SIMD benchmark

Manu turkeyman at gmail.com
Mon Jan 16 08:59:44 PST 2012


On 16 January 2012 18:48, Andrei Alexandrescu <SeeWebsiteForEmail at erdani.org
> wrote:

> On 1/16/12 10:46 AM, Manu wrote:
>
>> A function using float arrays and a function using hardware vectors
>> should certainly not be the same speed.
>>
>
> My point was that the version using float arrays should opportunistically
> use hardware ops whenever possible.


I think this is a mistake, because such a piece of code never exists
outside of some context. If the context it exists within is all FPU code
(and it is, it's a float array), then swapping between FPU and SIMD
execution units will probably result in the function being slower than the
original (also the float array is unaligned).

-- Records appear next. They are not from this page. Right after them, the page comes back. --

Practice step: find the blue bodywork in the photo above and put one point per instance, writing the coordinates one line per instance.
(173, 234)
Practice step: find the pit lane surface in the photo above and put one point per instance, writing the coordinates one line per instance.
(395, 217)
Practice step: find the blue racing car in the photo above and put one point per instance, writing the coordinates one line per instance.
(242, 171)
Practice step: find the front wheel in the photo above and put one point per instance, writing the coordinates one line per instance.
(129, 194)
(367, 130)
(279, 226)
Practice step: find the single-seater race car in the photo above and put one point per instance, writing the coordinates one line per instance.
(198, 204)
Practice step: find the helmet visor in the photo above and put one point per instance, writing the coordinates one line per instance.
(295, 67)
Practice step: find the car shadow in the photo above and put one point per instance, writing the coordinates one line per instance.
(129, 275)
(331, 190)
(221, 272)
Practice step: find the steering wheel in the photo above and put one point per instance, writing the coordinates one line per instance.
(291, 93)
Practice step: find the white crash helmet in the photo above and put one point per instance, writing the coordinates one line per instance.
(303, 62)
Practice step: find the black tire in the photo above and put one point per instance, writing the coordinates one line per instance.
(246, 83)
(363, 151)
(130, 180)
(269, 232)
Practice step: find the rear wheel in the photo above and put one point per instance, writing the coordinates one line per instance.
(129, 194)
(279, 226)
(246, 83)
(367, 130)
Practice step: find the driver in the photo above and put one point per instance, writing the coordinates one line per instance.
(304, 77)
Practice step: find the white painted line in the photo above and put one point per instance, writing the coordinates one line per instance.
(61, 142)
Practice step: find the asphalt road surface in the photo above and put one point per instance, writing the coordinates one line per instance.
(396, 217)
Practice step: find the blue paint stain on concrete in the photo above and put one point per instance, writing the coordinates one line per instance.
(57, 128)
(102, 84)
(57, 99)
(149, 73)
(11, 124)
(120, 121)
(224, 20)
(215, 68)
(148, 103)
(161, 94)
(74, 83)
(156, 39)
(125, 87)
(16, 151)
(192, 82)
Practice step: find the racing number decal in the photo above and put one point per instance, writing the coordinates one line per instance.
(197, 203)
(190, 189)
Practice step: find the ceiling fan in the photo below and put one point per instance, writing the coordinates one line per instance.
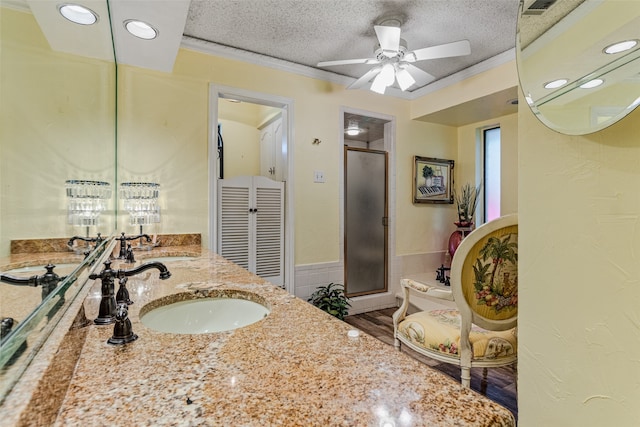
(393, 62)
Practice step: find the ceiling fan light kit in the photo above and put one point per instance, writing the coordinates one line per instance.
(394, 61)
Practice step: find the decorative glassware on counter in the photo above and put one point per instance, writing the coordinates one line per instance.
(140, 199)
(87, 200)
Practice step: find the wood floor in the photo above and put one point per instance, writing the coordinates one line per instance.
(501, 382)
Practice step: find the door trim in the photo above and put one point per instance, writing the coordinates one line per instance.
(390, 148)
(385, 219)
(287, 105)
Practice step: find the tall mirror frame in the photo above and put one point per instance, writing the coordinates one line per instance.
(57, 123)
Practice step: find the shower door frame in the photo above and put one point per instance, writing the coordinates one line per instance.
(384, 221)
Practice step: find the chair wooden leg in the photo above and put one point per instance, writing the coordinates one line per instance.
(465, 376)
(483, 383)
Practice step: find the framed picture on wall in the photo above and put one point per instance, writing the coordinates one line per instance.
(432, 180)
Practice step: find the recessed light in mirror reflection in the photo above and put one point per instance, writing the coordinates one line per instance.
(620, 47)
(141, 29)
(592, 83)
(555, 84)
(78, 14)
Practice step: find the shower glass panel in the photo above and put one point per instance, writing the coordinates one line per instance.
(365, 221)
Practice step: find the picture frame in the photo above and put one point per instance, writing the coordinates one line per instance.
(432, 180)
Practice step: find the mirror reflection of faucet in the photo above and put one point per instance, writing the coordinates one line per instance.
(85, 250)
(126, 250)
(49, 280)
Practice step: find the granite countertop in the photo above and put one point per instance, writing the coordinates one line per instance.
(297, 366)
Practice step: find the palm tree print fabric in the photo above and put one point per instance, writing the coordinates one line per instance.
(491, 285)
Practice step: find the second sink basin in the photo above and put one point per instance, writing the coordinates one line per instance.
(204, 315)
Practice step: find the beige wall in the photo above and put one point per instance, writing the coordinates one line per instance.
(57, 121)
(579, 291)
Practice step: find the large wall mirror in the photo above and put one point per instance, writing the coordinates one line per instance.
(578, 61)
(57, 124)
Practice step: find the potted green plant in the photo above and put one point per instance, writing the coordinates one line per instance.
(331, 298)
(467, 201)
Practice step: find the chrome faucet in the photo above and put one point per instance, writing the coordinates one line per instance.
(49, 281)
(109, 300)
(87, 239)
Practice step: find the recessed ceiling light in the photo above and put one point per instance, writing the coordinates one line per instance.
(140, 29)
(78, 14)
(620, 47)
(592, 83)
(555, 84)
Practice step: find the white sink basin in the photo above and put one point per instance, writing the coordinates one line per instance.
(204, 315)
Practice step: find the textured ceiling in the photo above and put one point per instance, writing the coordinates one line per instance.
(309, 31)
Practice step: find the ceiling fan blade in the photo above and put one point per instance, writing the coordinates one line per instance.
(347, 62)
(421, 77)
(389, 37)
(365, 78)
(459, 48)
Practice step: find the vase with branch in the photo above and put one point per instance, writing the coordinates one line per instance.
(467, 202)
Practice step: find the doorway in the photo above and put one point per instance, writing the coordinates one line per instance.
(272, 109)
(367, 146)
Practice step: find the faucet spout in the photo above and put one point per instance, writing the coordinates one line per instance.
(164, 271)
(108, 302)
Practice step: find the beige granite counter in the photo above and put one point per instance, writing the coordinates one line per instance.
(296, 367)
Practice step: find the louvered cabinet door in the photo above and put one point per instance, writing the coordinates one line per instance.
(251, 225)
(269, 226)
(234, 198)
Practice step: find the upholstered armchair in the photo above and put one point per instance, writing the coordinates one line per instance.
(482, 332)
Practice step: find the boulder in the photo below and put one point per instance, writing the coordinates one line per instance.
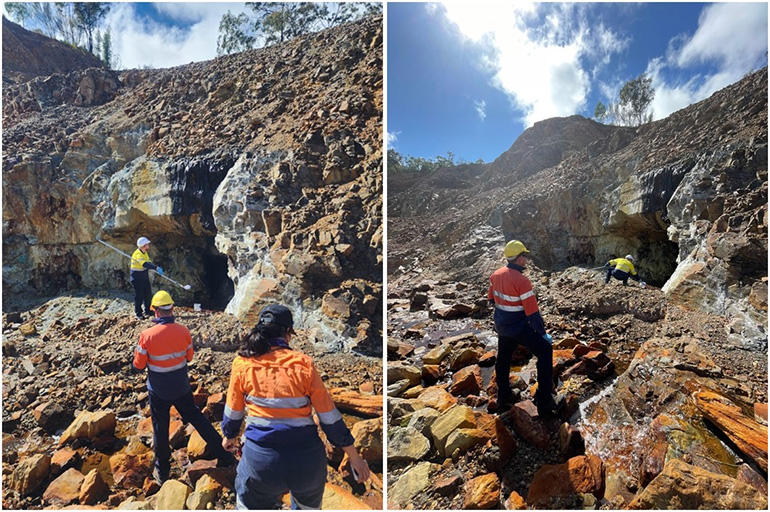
(346, 400)
(423, 419)
(94, 489)
(338, 498)
(437, 398)
(482, 492)
(581, 474)
(748, 435)
(437, 354)
(63, 458)
(495, 429)
(65, 489)
(464, 357)
(407, 444)
(458, 416)
(402, 371)
(431, 373)
(414, 481)
(570, 441)
(682, 486)
(129, 471)
(200, 468)
(462, 440)
(467, 381)
(89, 425)
(368, 439)
(528, 424)
(30, 473)
(206, 492)
(172, 495)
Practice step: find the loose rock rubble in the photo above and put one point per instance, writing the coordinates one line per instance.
(76, 426)
(631, 366)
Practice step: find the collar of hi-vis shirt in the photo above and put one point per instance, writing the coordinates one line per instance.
(278, 343)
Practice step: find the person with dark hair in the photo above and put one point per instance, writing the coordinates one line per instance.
(273, 388)
(165, 349)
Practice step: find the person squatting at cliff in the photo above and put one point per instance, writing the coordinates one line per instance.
(518, 322)
(621, 269)
(273, 388)
(141, 264)
(165, 349)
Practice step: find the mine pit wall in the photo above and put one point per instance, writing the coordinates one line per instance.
(697, 227)
(223, 223)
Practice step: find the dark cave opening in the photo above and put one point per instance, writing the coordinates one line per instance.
(218, 287)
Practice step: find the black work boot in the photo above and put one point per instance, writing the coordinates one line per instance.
(549, 406)
(226, 460)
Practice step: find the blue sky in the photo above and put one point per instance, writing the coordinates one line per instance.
(469, 77)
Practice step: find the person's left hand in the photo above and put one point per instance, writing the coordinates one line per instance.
(231, 445)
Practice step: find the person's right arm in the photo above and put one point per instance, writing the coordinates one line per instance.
(235, 410)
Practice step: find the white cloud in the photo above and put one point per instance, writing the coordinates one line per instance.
(392, 139)
(481, 108)
(730, 37)
(536, 53)
(731, 34)
(143, 42)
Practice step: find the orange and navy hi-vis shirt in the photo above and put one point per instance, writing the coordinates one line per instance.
(165, 350)
(515, 303)
(275, 394)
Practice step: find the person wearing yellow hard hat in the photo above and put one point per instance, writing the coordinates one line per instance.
(276, 390)
(621, 269)
(164, 350)
(518, 322)
(141, 264)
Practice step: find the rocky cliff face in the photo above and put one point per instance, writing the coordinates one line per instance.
(257, 176)
(27, 55)
(686, 195)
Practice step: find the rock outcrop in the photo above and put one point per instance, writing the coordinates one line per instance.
(258, 177)
(686, 195)
(27, 55)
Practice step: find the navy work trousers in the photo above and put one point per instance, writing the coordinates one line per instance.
(540, 348)
(160, 411)
(617, 274)
(265, 473)
(142, 295)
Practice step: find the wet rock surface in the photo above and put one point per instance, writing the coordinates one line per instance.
(630, 364)
(101, 456)
(258, 177)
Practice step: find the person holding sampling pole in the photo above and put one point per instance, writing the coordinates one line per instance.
(275, 389)
(140, 279)
(165, 349)
(518, 322)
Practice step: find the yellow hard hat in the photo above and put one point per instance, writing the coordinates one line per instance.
(514, 248)
(162, 300)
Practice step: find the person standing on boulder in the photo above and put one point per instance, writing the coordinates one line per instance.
(518, 322)
(275, 389)
(621, 269)
(141, 264)
(165, 349)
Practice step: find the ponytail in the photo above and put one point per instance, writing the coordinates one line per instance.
(256, 343)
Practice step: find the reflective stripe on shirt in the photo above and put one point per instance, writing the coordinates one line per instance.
(280, 403)
(234, 415)
(166, 357)
(509, 308)
(329, 417)
(166, 369)
(261, 421)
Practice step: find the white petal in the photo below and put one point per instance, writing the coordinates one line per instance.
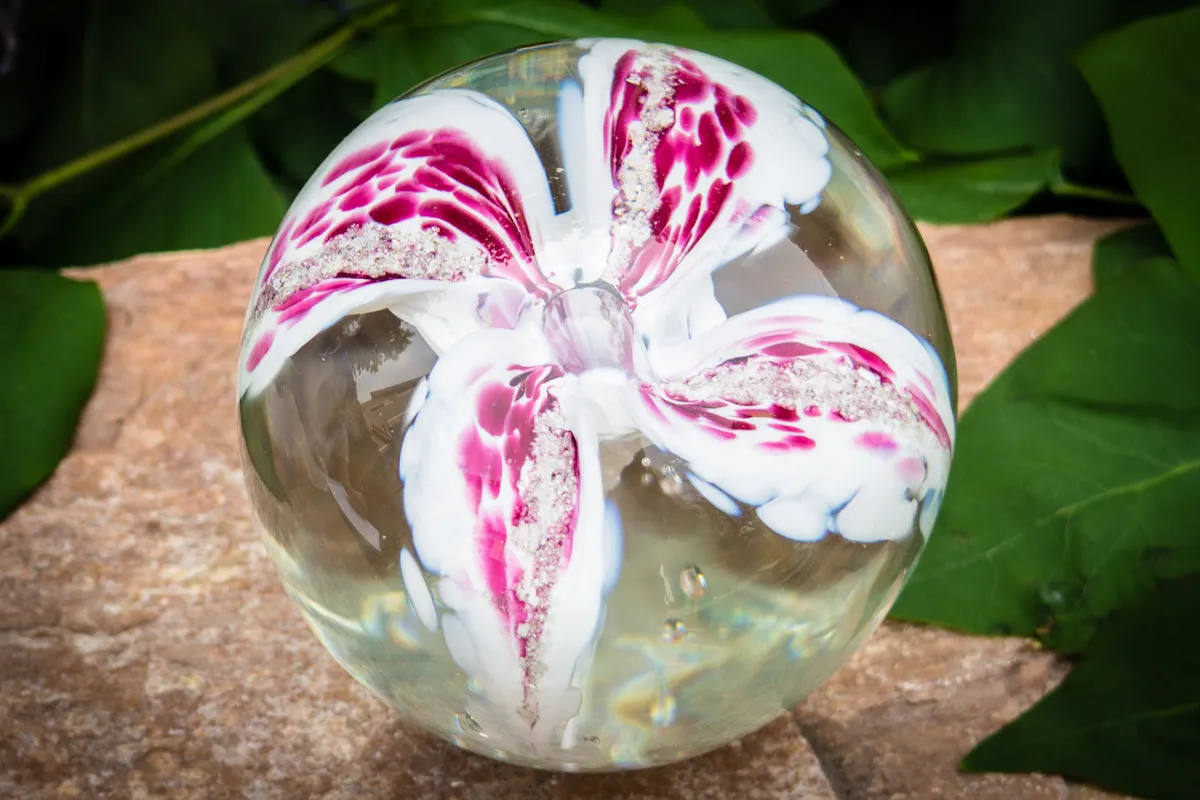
(435, 190)
(823, 416)
(503, 494)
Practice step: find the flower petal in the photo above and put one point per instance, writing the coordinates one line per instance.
(503, 494)
(701, 157)
(438, 188)
(822, 416)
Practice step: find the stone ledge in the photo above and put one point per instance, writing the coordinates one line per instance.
(147, 649)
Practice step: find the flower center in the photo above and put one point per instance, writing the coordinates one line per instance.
(589, 328)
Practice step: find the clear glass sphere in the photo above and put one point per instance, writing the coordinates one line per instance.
(597, 398)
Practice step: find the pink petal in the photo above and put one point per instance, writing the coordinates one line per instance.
(695, 149)
(443, 188)
(503, 495)
(820, 416)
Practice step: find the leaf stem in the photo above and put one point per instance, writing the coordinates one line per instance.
(262, 88)
(1066, 188)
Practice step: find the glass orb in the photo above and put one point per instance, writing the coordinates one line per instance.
(597, 400)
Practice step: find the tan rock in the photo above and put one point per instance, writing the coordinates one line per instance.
(147, 648)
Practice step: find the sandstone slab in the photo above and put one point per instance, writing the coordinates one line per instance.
(147, 649)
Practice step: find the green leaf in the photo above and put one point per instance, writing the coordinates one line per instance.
(52, 335)
(297, 131)
(220, 194)
(1147, 79)
(141, 61)
(718, 13)
(1125, 250)
(1077, 474)
(1128, 716)
(1011, 83)
(449, 32)
(973, 191)
(249, 37)
(403, 59)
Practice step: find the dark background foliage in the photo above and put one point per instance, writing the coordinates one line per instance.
(1073, 516)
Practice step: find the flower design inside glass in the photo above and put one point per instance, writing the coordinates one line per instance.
(593, 403)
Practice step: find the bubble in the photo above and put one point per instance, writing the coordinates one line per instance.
(673, 630)
(693, 582)
(664, 709)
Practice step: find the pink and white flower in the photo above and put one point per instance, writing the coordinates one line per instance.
(558, 330)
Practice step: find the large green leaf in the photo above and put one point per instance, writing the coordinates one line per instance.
(1128, 716)
(217, 196)
(141, 61)
(718, 13)
(52, 335)
(444, 34)
(1147, 78)
(297, 131)
(400, 60)
(1077, 475)
(251, 36)
(973, 191)
(1012, 83)
(1125, 250)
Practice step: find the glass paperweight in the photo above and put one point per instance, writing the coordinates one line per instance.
(597, 400)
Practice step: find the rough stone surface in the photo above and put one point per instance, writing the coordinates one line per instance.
(147, 649)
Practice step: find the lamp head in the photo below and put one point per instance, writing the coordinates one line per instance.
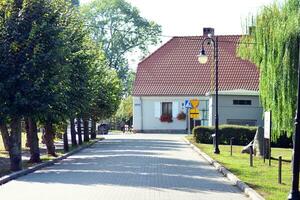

The SIMD version however must
exist within a SIMD context, since the API can't implicitly interact with
floats, this guarantees that the context of each function matches that
within which it lives.
This is fundamental to fast vector performance. Using SIMD is an all or
nothing decision, you can't just mix it in here and there.
You don't go casting back and fourth between floats and ints on every other
line... obviously it's imprecise, but it's also a major performance hazard.
There is no difference here, except the performance hazard is much worse.